Commentary by Chris Clegg
South Peace News

Despite what the Good Book orders, I do enjoy a good wager. I’m not like some, who will bet on anything, but it’s good fun to wager with a friend.

One of my friends, Chris Hunt, likes a good time. I’m sure he hasn’t met a wager he didn’t like. We bet a little CFL and NFL amongst ourselves; most of the time it’s fairly even.

Does anyone remember the Fred Flintstone episode where Fred gets hooked on gambling?

“Bet, bet, bet, bet, bet, bet bet bet bet bet bet bet!” he screams at the thought of a wager.

My friend Hunt is a lot like that – just kidding! – so I tried to hoodwink him one day.

“Tell you what,” I said. “Let’s bet the High Prairie Regals open the regular season at home.”

After consideration, Hunt became somewhat inquisitive.

“Aren’t you on the league executive?” he asked.

“No!” I adamantly said.

And it was the truth.

“But you’re involved with the league and you have input,” he countered.

“Well, maybe a bit,” I admitted.

Finally, Hunt asked who drew the schedule.

“Well, I do,” I sheepishly admitted.

So much for a few easy bucks!

The story reminded me of a couple famous wagers in history. The Earl of Barrymore was a very fit 21-year-old man in 18th century England. He always bragged he was the fastest man in town.

However, it came to be that a very fat butcher, Mr. Bullock, challenged him to a 100-yard race. Knowing he couldn’t win at equal distance, the butcher insisted on a 35-yard head start.

The foolish Earl Barrymore accepted and Mr. Bullock played his trump card. The race was to be held down Black Lion Lane.

If you’ve never been to Britain, Black Lion Lane is one of the narrowest streets in Britain. Parts of the street were barely 40 inches wide. Once the race began, Earl Barrymore quickly caught the portly butcher but there was no room to pass.

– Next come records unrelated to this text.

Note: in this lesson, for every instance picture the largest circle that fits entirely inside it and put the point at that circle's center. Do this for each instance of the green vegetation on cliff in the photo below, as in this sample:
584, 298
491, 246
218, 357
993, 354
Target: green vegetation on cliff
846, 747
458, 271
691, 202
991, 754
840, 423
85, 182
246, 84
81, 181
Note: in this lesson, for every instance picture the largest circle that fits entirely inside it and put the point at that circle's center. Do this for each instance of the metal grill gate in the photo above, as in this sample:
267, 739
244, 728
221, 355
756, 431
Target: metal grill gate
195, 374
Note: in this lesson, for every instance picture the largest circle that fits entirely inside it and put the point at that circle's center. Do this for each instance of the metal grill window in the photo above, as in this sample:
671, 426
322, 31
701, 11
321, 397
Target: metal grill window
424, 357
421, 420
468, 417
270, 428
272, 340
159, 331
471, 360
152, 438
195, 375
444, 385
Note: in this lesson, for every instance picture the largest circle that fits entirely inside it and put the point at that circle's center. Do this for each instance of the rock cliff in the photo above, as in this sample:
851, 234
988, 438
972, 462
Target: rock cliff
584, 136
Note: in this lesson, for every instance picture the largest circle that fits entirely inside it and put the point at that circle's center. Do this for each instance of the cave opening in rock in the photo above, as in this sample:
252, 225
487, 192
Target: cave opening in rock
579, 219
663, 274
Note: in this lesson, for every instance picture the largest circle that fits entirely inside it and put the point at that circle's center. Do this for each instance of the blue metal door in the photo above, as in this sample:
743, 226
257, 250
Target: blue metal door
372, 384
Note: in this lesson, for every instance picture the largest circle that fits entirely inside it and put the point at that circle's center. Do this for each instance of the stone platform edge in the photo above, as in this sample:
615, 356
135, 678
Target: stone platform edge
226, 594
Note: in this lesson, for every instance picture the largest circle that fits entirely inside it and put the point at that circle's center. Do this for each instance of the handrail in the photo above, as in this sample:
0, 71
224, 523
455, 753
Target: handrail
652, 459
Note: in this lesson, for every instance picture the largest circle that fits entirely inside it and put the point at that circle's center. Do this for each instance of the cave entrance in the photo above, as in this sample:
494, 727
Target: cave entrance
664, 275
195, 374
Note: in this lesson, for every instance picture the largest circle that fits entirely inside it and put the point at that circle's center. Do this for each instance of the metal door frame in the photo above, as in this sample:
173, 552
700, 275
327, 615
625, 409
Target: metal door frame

Mr. Bullock collected the winnings.

Skullduggery is not limited to men. Throughout history, women have also conned men into winning the odd wager.

When Cleopatra was 30, she wagered her new lover, Mark Anthony, that she could drink $500,000 worth of wine at a single sitting. Anthony quickly accepted the wager and they sat down to settle the score.

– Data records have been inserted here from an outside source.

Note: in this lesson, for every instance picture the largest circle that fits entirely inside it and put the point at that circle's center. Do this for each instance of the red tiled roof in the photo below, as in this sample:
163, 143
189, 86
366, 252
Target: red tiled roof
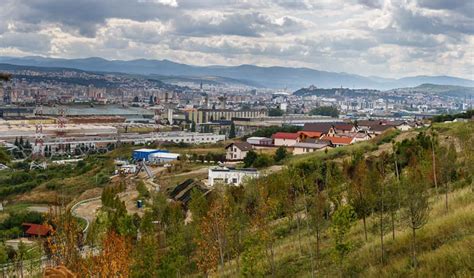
312, 134
339, 140
343, 126
36, 229
285, 135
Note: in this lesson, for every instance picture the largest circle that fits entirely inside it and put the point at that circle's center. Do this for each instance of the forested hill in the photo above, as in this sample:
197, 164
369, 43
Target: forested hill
399, 205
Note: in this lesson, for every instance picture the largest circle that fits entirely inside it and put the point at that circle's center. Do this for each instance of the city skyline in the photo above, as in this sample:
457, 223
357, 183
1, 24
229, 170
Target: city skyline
384, 38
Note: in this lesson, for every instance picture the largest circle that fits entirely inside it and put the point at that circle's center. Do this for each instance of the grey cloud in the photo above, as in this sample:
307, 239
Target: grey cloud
87, 15
465, 7
412, 20
28, 42
374, 4
247, 25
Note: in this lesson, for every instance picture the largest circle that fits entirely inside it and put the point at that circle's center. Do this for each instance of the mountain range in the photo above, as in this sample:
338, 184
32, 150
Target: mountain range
248, 75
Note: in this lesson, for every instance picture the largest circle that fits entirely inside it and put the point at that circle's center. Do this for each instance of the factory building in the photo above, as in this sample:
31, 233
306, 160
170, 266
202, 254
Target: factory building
161, 157
208, 115
144, 154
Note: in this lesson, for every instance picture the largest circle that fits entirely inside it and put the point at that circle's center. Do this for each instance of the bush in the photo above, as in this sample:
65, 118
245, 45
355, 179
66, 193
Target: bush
263, 160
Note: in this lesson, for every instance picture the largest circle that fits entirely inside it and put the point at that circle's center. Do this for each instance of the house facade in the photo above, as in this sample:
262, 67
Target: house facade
230, 176
285, 139
237, 151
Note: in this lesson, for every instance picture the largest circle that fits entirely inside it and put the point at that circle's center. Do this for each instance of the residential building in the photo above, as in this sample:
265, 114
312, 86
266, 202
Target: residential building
230, 176
308, 147
285, 139
338, 141
237, 150
260, 141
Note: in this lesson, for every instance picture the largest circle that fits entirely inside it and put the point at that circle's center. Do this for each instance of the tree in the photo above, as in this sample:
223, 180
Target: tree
360, 193
325, 111
253, 257
280, 154
250, 158
319, 209
416, 202
275, 112
342, 220
447, 171
232, 131
211, 243
4, 156
262, 160
64, 241
114, 258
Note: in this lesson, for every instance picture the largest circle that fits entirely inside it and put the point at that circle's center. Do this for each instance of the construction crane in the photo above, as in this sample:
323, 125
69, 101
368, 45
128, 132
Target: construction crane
5, 76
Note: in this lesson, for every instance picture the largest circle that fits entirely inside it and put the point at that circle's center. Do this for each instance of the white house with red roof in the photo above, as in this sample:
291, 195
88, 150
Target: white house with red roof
285, 139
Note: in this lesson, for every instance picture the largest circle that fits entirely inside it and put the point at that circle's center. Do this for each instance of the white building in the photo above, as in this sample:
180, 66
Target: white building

Cleopatra quickly pulled two pearls worth 10 million sestertia into her glass of wine, then drank.

A stunned Anthony was defeated, not to mention outsmarted by his lover.

No word if the pearls were recovered, but I’m sure they were!

History is riddled with wagers where one tries to get the upper hand on the other. People who do this quickly gain a reputation as sneaky and underhanded.

I’m sure the Earl of Barrymore wanted nothing to do with the portly butcher. Or at least, he’d be a little smarter next time and not so smug.

And I’m sure Anthony and Cleopatra made up – at least history suggests there was no parting of the ways from her brilliance.

As for Hunt and I, there are no longer any NPHL bets. My feeble attempt at making a few bucks was made in vain.